Naive Bayes learns a probabilistic model from training data, and then uses Bayes rule to assign the most likely class to a previously unseen instance. An instance is represented by a vector of features or attributes. Features can be either discrete (finite number of values) or continuous (in which case data must be discretized before learning using some discretization method). Naive Bayes makes a simplifying assumption that features are independent given class. Although this assumption is often violated, naive Bayes is surprisingly successful in practice and is competitive with other state-of-the-art learning approaches.

Implementation

Naive Bayes operates in two phases: learning and classification. In the learning phase, Naive Bayes learns a probabilistic model given a set of training data instances together with their class labels. Naive Bayes can learn both in a batch mode (all instances are given at once), and in an incremental mode, when training instances are added sequentially. This is performed by the buildHypothesis() method.
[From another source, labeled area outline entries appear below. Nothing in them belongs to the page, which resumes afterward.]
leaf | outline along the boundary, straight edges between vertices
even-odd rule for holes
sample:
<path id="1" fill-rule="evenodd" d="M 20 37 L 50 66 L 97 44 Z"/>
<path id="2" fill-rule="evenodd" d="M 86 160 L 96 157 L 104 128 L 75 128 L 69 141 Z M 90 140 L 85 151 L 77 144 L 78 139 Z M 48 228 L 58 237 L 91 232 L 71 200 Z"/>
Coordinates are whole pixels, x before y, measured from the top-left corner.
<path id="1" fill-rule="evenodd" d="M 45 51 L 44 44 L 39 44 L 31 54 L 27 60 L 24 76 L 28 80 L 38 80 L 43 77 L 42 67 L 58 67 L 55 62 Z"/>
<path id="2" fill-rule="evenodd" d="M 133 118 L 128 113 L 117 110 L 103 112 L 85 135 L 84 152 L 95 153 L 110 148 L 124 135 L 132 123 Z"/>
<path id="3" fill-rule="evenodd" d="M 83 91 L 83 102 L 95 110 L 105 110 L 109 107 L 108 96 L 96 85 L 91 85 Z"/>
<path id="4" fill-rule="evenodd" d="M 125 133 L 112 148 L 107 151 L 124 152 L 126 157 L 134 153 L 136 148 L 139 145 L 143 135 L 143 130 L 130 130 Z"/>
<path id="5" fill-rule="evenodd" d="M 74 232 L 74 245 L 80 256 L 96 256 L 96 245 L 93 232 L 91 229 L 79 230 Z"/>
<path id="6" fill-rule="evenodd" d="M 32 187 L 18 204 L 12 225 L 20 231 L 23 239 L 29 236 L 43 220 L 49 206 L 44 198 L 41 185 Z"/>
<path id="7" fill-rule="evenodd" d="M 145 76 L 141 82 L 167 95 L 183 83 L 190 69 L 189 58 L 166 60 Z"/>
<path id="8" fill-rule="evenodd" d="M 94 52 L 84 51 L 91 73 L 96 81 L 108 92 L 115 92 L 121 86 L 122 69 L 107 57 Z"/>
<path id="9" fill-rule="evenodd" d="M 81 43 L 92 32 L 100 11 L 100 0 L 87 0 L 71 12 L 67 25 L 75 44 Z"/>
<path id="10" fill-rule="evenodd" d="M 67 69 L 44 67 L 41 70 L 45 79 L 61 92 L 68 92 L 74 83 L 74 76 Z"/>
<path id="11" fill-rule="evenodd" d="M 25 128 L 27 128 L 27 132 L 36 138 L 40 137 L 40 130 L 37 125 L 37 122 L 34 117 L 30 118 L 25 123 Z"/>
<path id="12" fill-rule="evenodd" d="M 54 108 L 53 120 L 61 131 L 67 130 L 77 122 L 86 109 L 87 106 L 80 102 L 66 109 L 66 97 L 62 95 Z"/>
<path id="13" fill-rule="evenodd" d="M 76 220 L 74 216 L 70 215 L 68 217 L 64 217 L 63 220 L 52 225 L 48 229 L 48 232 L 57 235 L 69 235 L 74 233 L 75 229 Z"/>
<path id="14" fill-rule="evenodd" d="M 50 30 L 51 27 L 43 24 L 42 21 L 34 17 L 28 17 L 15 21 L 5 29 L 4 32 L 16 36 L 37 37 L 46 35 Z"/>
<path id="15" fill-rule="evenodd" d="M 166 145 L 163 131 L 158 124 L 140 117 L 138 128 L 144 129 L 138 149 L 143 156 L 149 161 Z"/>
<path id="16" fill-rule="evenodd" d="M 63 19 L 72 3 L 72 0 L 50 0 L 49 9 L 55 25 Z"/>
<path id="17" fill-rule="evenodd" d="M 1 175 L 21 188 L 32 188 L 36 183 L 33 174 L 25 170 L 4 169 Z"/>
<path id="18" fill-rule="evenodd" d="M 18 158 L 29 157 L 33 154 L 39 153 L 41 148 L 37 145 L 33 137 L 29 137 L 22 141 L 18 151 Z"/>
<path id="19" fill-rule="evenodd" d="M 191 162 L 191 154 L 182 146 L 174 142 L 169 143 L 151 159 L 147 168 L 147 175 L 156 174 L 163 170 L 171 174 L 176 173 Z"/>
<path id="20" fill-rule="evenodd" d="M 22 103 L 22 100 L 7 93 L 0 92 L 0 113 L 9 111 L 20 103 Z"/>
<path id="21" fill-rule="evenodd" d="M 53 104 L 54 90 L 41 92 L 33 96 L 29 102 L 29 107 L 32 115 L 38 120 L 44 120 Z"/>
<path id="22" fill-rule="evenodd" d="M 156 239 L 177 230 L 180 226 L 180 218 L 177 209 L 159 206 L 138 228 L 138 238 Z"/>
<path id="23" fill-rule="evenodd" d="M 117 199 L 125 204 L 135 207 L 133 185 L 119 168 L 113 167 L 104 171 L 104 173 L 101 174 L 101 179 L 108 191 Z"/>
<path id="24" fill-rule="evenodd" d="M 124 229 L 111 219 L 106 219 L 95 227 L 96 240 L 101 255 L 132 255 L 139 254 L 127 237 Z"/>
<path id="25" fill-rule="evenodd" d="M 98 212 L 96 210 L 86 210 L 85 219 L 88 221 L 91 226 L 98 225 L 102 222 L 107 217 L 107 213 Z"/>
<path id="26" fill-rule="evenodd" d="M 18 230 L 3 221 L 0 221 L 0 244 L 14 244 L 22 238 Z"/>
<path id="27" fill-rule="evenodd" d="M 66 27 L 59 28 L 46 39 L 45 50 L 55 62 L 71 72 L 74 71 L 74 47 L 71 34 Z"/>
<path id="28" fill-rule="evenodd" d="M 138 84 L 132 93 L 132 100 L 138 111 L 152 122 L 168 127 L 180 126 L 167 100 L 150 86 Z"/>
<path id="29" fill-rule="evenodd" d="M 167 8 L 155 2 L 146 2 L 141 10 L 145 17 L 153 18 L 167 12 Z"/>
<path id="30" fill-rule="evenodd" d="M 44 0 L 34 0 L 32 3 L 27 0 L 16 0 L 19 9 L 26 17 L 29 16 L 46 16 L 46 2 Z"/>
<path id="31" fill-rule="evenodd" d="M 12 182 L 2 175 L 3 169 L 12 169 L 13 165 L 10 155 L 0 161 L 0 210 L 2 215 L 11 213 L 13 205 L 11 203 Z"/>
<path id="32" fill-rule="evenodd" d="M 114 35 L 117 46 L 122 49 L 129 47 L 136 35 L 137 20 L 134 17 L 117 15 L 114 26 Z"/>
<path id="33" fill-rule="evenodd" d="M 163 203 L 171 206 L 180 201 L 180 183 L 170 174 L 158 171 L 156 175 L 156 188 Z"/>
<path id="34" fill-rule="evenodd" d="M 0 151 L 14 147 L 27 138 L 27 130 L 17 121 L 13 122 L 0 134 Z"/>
The learning algorithm buildHypothesis() estimates prior class probabilities, P(C=i), and conditional probabilities P(f=v|c) of each feature f taking value v given class c (maximum-likelihood estimates are computed as frequencies, in order to avoid zero denominators). In the case of sparse data, we use the equivalent sample size technique - a Bayesian technique of combining prior beliefs about the probabilities with learning from data. For details, see "Machine Learning" by T. Mitchell).

In the classification phase, Naive Bayes assigns the most likely class label to a given data instance, or a set of instances. It compares the assigned class with the correct class for each instance, and computes classification accuracy.

Training

The class field values range from 0 to n-1. It may be necessary to use a translate filter to provide this range. If the data is in origin 1, the ADD -1 filter function can be applied. Training can continue incrementally forever but one pass through the data may be sufficient.

Running

Training is relatively slow in spite of needing only one pass through the data compared to other learning techniques. The run-time performance of a naive Bayes network is relatively fast however.